Ana nodded even though he was looking at the road.

“So then, what brings you to Toronto?”

Ana looked up and met his eyes in the rearview once more before turning away quickly. She said the first thing that came to mind.

“Fate.”

Ana felt the heavy silence at that and laughed gently for a moment before expanding. “I threw a dart at a globe and it landed on Canada.”

“That's beautiful.” He said, too seriously.

“Dart throwing?”

“Your laugh.”

* * *

A knock sounded on her door breaking Ana from her reverie. She looked over and realized her over steeped tea was no longer steaming. She spared a sigh for it before the knock sounded again.

Lifting her tired body, she checked for the sleep dart gun on her right hip before she answered the door.
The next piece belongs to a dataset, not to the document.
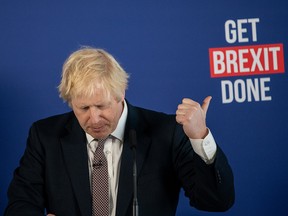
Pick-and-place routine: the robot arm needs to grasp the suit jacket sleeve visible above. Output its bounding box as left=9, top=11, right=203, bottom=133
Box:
left=174, top=122, right=235, bottom=212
It was primed and loaded. One look through the peephole and it was clear she would not need it. She opened the door.

“Fareeha.” Ana ushered her daughter in, brushing snow off her coat. The woman was tolerant of her mother’s fussing, and it took Ana a moment to remember it had been years, not days since she had last seen her daughter. Ana stepped back awkwardly as Fareeha righted her jacket.

“I'm just happy you're here. Is this about the letter?”

Fareeha nodded, still reluctant to speak. Ana had sent her a letter explaining it all. The shot she'd hesitated to take, how she hadn't wanted her daughter to join Overwatch, how she'd let them all believe she was dead.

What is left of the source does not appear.